Sabe-se que a Ala 0 não tinha acesso restrito, como era na engenharia. Na época era habitual montar grupos para visita à fábrica, o que hoje é restrito apenas a pessoas envolvidas com a fábrica ou que trabalham com a venda de veículos da marca. É de se estranhar que ninguém que tenha participado do dia a dia da empresa não tenha informações sobre esse modelo.

No mito há o relato que os carros foram fabricados e entregues aos diretores. Se assim fosse, teria sido divulgado internamente e seria digno de um evento ou solenidade de entrega.

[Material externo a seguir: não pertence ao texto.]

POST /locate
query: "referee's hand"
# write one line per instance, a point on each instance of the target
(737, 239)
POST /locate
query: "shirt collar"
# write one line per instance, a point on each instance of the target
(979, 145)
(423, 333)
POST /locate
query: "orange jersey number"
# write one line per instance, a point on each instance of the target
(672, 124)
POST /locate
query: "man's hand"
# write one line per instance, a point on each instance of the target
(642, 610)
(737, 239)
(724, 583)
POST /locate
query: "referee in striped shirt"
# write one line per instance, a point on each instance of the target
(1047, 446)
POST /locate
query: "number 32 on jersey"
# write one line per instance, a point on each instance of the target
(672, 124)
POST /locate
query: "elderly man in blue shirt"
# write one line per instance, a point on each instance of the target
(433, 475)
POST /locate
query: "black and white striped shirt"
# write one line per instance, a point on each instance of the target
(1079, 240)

Portanto, não é plausível que esse carro tenha sido produzido em razoável quantidade e entregue a diretores. Alguém teria visto na fábrica, alguém teria participado do desenvolvimento ou algum exemplar estaria numa coleção.

Vamos jogar?
A cor: Azul Mônaco. Motor: 2000 com injeção eletrônica multiponto. Interna: tecido com detalhes em azul, bancos Recaro, volante e manopla revestidos em couro, iluminação vermelha. Para-choques com pintura em preto e prata e logotipo lateral e traseiro com o logo “Passat Pointer GTi

Voilá…

Passat Pointer GTi. arte: Saymon Machado

Agradecimentos aos amigos Cláudio P. Pessoa, Marcelo Nadólskis e Saymon Machado. Em especial ao editor André Grigorevski, após tantos anos suportando relatos desta lenda.

Câmbio alemão?


A caixa de marchas que equipou o Passat até 1976 é conhecida desde aquela época como “câmbio alemão”. Criticado por muitos, o grande problema deste câmbio era o engate da 1ª marcha, que vez ou outra se confundia com a ré e poderia causar pequenos acidentes. Questão de costume… Porém, desde o início da produção do Passat em território brasileiro o câmbio foi feito nas dependências da Vokswagen, em São Bernardo do Campo.

O que motivou o apelido? Não tenho idéia. Não que o Passat nacional não utilizasse em sua produção peças alemãs. Encontramos, principalmente nos primeiros anos de produção, itens “Made in W. Germany” como tampa e rotor do distribuidor, interruptor do ventilador do radiador, sem esquecer o famoso Solex (de fato) alemão de corpo duplo que equipou o Passat TS a gasolina. Mas se havia algo que era de fabricação brasileira, podemos afirmar que era a caixa de marchas, que foi inclusive exportada para, entre outros países, a própria Alemanha.

O câmbio “alemão” deixou de equipar o Passat a partir de meados de outubro de 1976, com o início da produção da linha 1977.

A foto utilizada neste post tem circulado na Internet há algum tempo, sem referência do mês ou ano.